Pilkada serentak pertama di Indonesia tinggal sehari lagi
dilaksanakan besok (9/12). Tiga hari ini aktivitas kampanye sudah tidak boleh
lagi dilakukan karena masuk masa tenang. Di media sosial, urusan pilkada tidak
terlalu ramai dibicarakan karena publik lebih tersita pada urusan Setya Novanto
dengan kasus “Papa Minta Saham” nya.
Namun ada juga yang mengaitkan kasus Setya Novanto dengan
Pilkada, beredar meme-meme yang menolak Kader Golkar di Pilkada karena terkait
dengan Setya Novanto. Namun hal ini diimbangi pula dengan anekdot-anekdot bahwa
di ajang Pilkada, PDIP juga banyak berkoalisi dengan Golkar.

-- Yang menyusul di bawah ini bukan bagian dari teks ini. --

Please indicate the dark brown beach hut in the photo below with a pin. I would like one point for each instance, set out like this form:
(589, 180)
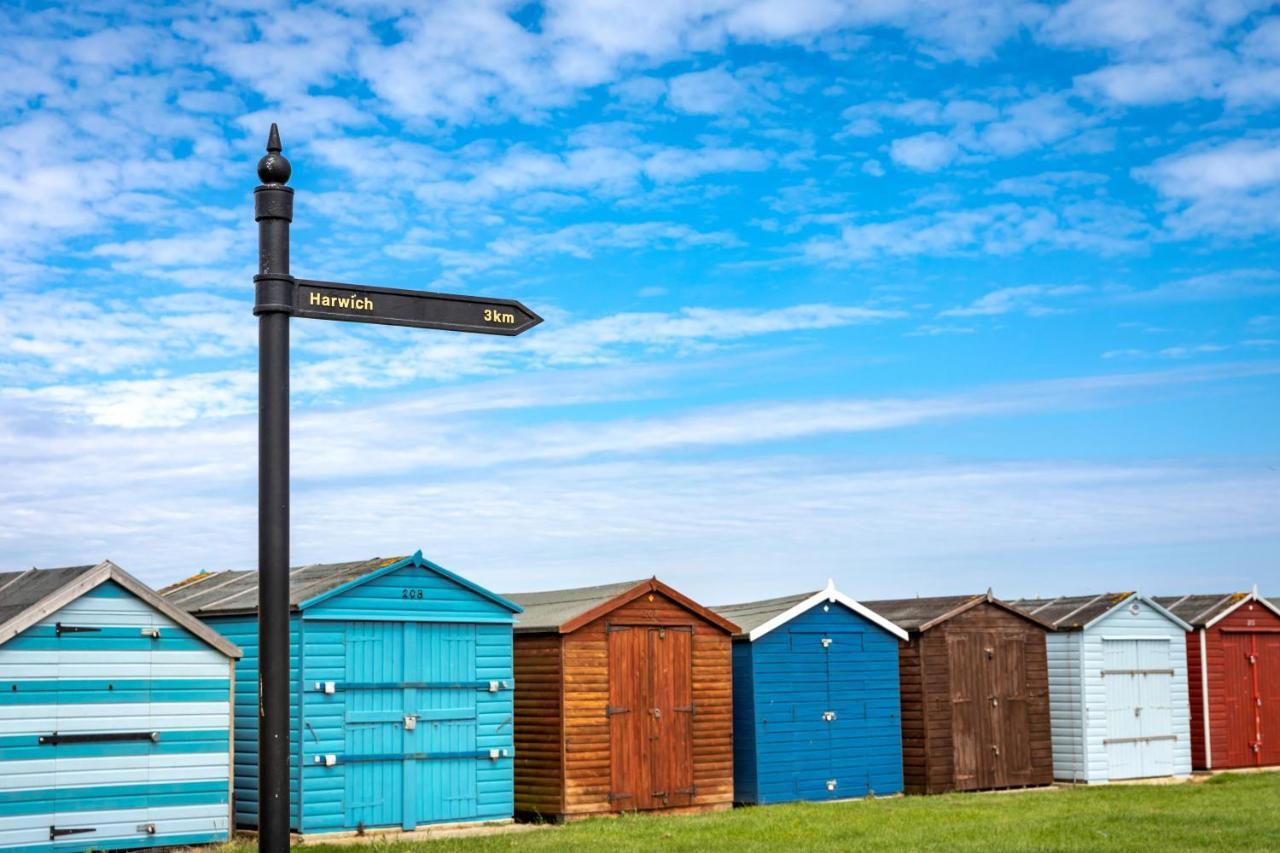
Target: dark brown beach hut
(974, 694)
(624, 702)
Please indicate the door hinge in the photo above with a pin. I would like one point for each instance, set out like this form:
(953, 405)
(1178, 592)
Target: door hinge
(59, 629)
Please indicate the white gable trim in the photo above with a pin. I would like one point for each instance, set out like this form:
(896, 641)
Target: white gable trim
(832, 596)
(1252, 596)
(1147, 601)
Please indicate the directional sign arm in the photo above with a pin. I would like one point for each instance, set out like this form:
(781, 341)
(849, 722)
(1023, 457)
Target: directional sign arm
(420, 309)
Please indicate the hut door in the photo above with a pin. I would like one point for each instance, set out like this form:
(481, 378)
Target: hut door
(650, 717)
(1238, 702)
(671, 716)
(1269, 693)
(1006, 673)
(629, 682)
(970, 711)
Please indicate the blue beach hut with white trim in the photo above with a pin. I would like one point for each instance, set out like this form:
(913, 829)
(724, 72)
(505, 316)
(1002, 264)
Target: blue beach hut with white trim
(115, 715)
(816, 699)
(401, 710)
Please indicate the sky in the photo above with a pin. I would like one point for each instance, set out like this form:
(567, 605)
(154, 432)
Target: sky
(922, 296)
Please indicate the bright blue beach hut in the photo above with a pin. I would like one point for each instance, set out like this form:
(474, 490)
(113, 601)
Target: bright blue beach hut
(402, 702)
(816, 699)
(115, 712)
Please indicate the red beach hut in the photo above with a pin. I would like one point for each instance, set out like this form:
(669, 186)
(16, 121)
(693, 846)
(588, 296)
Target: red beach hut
(1233, 660)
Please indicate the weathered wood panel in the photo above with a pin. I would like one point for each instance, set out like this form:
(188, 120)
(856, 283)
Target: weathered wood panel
(999, 744)
(583, 779)
(538, 725)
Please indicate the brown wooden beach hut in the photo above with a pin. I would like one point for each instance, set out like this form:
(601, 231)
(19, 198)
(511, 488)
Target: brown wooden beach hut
(974, 694)
(624, 702)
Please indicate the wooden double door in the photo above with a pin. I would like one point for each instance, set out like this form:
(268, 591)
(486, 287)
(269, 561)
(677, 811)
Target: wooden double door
(650, 716)
(990, 726)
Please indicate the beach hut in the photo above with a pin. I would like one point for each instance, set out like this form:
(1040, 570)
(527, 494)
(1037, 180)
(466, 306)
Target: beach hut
(1118, 687)
(974, 693)
(402, 688)
(1233, 658)
(816, 699)
(624, 702)
(115, 715)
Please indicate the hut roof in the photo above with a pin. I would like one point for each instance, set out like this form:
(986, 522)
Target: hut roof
(27, 597)
(1203, 611)
(758, 617)
(567, 610)
(1075, 612)
(923, 614)
(236, 592)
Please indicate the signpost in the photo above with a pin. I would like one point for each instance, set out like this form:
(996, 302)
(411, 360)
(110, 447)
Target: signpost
(278, 297)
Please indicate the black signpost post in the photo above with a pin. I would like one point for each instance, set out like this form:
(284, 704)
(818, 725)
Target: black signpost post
(278, 297)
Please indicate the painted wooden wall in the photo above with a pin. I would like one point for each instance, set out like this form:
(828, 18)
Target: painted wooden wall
(1233, 724)
(576, 781)
(443, 657)
(785, 749)
(929, 687)
(1095, 714)
(113, 680)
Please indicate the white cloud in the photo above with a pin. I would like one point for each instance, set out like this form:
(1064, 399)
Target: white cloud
(924, 153)
(1025, 299)
(1230, 188)
(995, 229)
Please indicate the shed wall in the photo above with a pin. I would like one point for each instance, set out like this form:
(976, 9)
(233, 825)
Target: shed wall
(1147, 625)
(113, 680)
(585, 696)
(794, 749)
(1066, 714)
(928, 742)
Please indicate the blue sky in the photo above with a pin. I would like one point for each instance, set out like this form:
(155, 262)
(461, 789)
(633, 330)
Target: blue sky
(923, 296)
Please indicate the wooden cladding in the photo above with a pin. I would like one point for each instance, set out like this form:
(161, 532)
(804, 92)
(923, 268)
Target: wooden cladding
(976, 703)
(631, 711)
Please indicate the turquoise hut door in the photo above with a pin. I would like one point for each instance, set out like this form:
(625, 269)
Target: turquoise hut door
(1138, 676)
(410, 724)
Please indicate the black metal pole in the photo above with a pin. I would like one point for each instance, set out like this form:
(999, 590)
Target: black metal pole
(273, 208)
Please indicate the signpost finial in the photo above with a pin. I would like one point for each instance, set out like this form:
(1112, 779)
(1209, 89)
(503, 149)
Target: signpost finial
(274, 168)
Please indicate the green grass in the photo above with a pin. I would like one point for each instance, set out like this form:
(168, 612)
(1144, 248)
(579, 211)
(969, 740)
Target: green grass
(1230, 812)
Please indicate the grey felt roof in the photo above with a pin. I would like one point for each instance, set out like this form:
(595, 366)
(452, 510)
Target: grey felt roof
(1200, 610)
(909, 614)
(548, 610)
(753, 614)
(21, 589)
(1070, 612)
(236, 592)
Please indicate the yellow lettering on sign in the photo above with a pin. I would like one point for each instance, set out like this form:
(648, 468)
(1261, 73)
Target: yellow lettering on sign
(355, 302)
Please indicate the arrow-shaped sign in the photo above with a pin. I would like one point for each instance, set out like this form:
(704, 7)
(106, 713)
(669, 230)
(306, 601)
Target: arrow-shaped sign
(392, 306)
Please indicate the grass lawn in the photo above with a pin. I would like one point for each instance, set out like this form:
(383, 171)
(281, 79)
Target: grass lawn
(1230, 812)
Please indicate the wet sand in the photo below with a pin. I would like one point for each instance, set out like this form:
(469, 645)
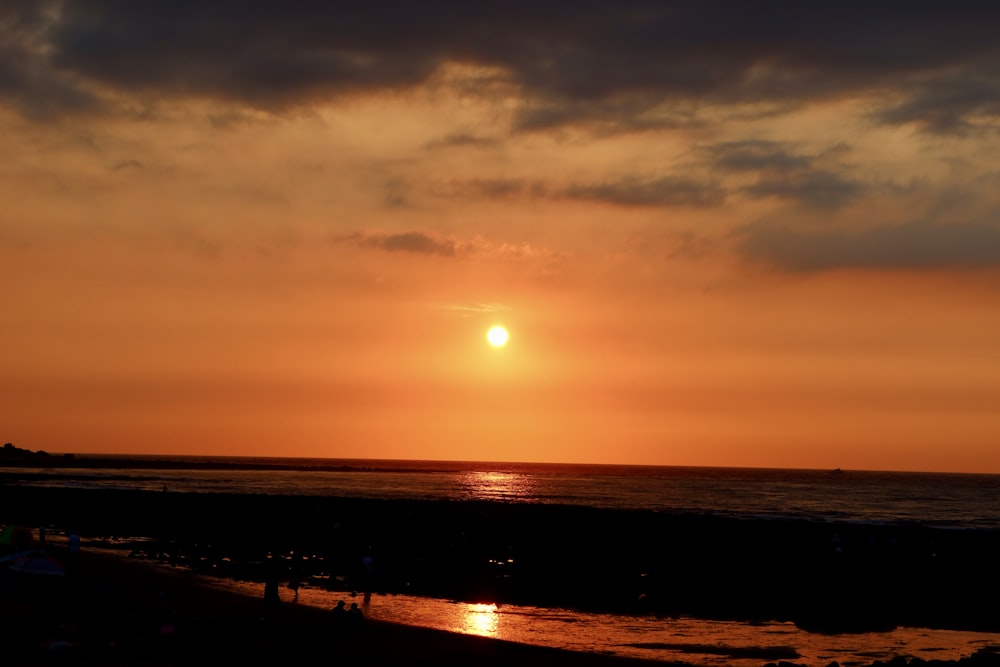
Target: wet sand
(823, 576)
(110, 612)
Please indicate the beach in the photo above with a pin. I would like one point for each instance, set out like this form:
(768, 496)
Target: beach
(108, 611)
(148, 554)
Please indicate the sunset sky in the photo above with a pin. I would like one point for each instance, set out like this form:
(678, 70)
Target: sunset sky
(718, 233)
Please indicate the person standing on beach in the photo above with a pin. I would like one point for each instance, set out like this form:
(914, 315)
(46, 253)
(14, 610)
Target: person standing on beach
(73, 551)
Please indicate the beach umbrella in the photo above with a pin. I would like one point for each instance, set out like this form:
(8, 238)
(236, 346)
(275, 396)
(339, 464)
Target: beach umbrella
(37, 563)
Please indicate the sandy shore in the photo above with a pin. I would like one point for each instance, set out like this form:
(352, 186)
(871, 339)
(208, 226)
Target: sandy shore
(111, 612)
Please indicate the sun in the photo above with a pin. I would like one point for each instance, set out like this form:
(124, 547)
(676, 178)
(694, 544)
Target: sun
(497, 336)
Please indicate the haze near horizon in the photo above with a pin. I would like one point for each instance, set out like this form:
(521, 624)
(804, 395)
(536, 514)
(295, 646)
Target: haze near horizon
(716, 233)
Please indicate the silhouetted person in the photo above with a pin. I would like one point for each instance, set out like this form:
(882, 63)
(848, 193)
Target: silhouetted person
(271, 598)
(354, 617)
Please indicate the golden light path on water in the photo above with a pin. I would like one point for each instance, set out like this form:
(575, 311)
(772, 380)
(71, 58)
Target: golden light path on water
(704, 643)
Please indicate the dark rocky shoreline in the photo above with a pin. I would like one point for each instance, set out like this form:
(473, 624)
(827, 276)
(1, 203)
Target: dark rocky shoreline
(824, 576)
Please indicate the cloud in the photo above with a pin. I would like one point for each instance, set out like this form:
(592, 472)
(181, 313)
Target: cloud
(919, 245)
(430, 243)
(786, 174)
(954, 104)
(612, 63)
(463, 141)
(666, 192)
(819, 188)
(410, 242)
(757, 155)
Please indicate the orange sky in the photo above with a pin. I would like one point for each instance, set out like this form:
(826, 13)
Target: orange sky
(780, 251)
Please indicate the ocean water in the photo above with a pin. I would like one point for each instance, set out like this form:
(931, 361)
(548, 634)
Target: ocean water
(955, 501)
(933, 499)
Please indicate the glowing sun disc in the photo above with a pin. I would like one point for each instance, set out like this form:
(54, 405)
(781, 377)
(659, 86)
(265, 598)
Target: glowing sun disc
(497, 336)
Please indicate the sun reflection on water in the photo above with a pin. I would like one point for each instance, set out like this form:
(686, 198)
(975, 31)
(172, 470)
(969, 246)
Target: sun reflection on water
(498, 485)
(481, 619)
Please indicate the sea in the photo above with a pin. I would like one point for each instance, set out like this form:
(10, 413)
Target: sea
(948, 501)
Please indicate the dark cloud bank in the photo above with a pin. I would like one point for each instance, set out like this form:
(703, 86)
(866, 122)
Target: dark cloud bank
(609, 62)
(918, 246)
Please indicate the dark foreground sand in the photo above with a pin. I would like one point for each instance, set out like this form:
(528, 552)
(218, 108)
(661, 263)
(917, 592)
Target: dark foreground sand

Di kalangan buruh yang masih hangat dengan penolakan PP
78/2015 tentang pengupahan, muncul ajakan-ajakan untuk menolak pemimpin dari
PDIP (yang kebetulan menjadi partai utama pendukung Jokowi/presiden yang
melahirkan PP pengupahan yang ditentang buruh itu).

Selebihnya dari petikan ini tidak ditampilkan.